Sadly, of John Lucarotti's contributions to Doctor Who, only one story remains. But if the calibre of writing and acting in The Aztecs are anything to go by, Marco Polo and The Massacre would have been excellent. The remaining photographs from these two stories are tantalizing glimpses of what we might have been able to enjoy. I for one would gladly trade a good deal of the greatly overrated Patrick Troughton era for the sight of Susan in the Cave of Five Hundred Eyes, or of the Doctor, Ian, Susan and Barbara at the palace of Kublai Khan. Or to see William Hartnell's reputedly scene-chewing performance as the Abbot of Amboise with such British greats as Joan Young and Andre Morell in The Massacre, which I think would have us all re-evaluating our opinions of Hartnell as an actor. So it is to The Aztecs we must look as an indication of John Lucarotti's contribution to Doctor Who.

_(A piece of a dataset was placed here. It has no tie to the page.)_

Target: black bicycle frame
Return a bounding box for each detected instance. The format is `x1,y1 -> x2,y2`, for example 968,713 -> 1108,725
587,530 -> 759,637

In my opinion The Aztecs is the single greatest character drama in the programme's history. From Barbara's struggles with Autloc and Tlotoxl to stop the practice of human sacrifice, through the Doctor's charming dalliance with Cameca and Ian's encounters with the proud and ambitious Ixta, The Aztecs is glorious. The acting is uniformly brilliant and the historical setting vivid and compelling. Perhaps I am somewhat biased: the story does focus a great deal on one of my favourite companions, Barbara, and her realisation that taking part in history does not mean one can change it. John Lucarotti's excellent script is translated beautifully by the actors and the production team leading to a real high point in the series' history.

John Lucarotti contributed greatly to the development of Doctor Who in its early years, most particularly in developing the character interplay between the Doctor, Ian, Susan and Barbara, the result being that they were the most realistic and well rounded characters to inhabit the programme. It is regrettable that much of his contribution apparently no longer exists.

Sources:
The Avengers Programme Guide
Doctor Who - The Sixties
Doctor Who Programme Guide (3rd edition)
The Times obituaries early December 1994

This item appeared in TSV 42 (January 1995).